4. The Health Professions and Corporate Enterprise at Auschwitz
     p. 61 "As Weber could not have foreseen the ultimate potentialities of systematic domination given twentieth century technology, neither could Marx or Engels have foreseen the extent to which terror could replace all other incentives in human exploitation."
     p. 65 "it was possible for respectable business executives to participate in and profit from a society of total domination and a venture involving the murder of millions of defenseless human beings without losing their elite status in one of the most advanced modern societies."
     p. 67 " ... merely carries to a logical conclusion operational attitudes and procedures that are everywhere predominant in the working of bureaucracy and modern corporate enterprise."

5. The Victims Response" Bureaucratic Self-Destruction
     p. 77 "...tha the best and most selfless Jewish leaders presented no greater obstacle when the Nazis took over their communities than did the most opportunistic raise some terrifying questions about the potentialities of bureaucratic domination."

6. Reflections on A Century of Progress
     p. 79 ".. a society of total domination creates a world of the living dead that can serve as a prototype of a future social order, especially in a world confronted by catastrophic crises and ever-increasing, massive population redundancy."
    p. 90 " .. no theologian has attempted to deal with the problems implicit in the g=fact that the Nazis probably committed no crime at Auschwitz.
     p. 91 " We atr sadly forced to conclude that we live in a world that is functionally godless and that human rights and dignity depend upon the power of one's community to grant or withhold them from its members.

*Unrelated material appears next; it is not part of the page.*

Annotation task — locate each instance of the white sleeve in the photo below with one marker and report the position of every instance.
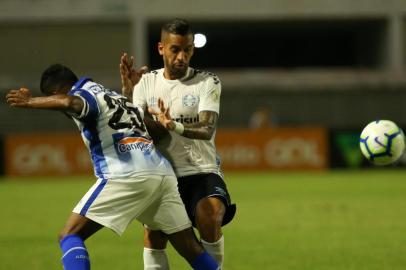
(210, 96)
(139, 99)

     p. 92 "It is an error to imagine that civilization and savage cruelty are antitheses. ... Both creation and destruction are inseparable parts of what we call civilization."
    p. 97 "Is there not a measure of madness in a system of technological rationality that first produces masses of surplus people and then holds forth extermination as the most 'rational' and pratical solution of the social problems the pose?"